Aed jokes
Why do people play soccer?
Because people need to kick harder to win a parent.
Mummy, how was I born?
Mummy replied, "Well, your father and I got married, and soon I became fat and you came out, and then in, out, in, out, and after you did that a million times, you were born."
I gave a deaf kid AirPods.
What is white and fluffy? A peelo.
I left a ticket to a WNBA game on the dashboard when I went to go get the groceries.
A burglar broke in and left another one on the dashboard.
☕️
Twitter just blew my mind.
I was having a blast until I ended the stream with a bang!
Why can't orphans be kidnapped?
Because most kidnappers use a family van.
What did the man say about someone who had a seizure?
"Jit was lagging."
Who's the most popular guy at the nudist colony?
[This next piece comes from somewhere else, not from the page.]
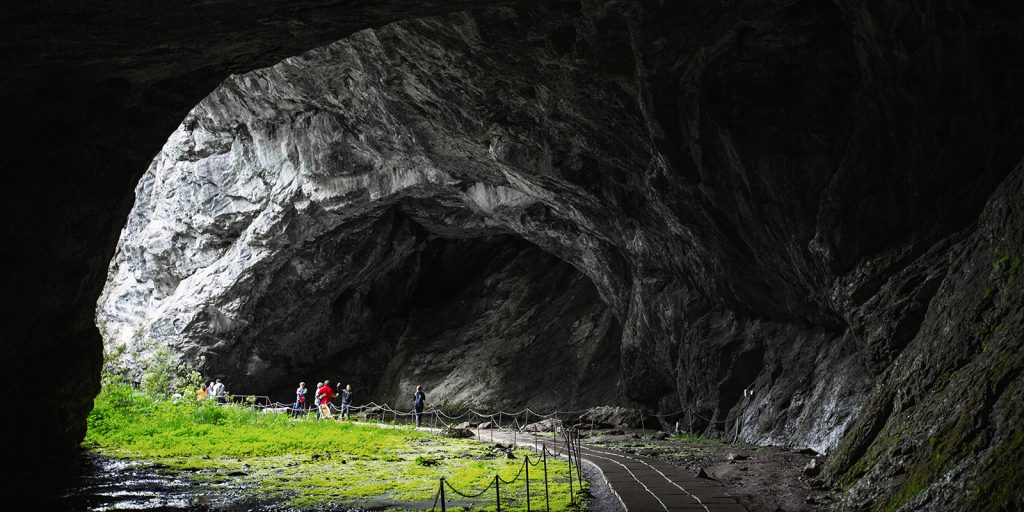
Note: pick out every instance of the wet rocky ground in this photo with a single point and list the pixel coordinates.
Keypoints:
(93, 482)
(762, 478)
The one who can carry a cup of coffee in each hand and a dozen doughnuts.
You're so much like a marshmallow, you're so squishy and sticky, and everyone puts their sticks inside of you.
Why don't pirates take a shower before they walk the plank?
They just wash up on shore.
I asked my mom with cerebral palsy a question.
Still waiting on an answer.
Your mama is so fat that when she ate a burger, she liked it.
You wanna hear an Indian egg joke? (yeah-)
Never mind. You won't understand.
Having cockroaches in the house is a sign that you've food.
These things are like Ugandan girls, they hate poverty.
Sorry for this Pick Up Line.
Are you a building? Because I rate you 9/11, so let me put my plane in and let kids fall out.
I think your hairline might have the hiccups.
Answer to it: You might have to give it a wash in the shower.
Q: When a chip gets popped, what happens to it?
A: It gets pooped out of the bag.
What is an orphan's least favorite holiday?
Christmas, they wish they'd get parents.
Q: What type of flowers do orphans hate? A: Mums.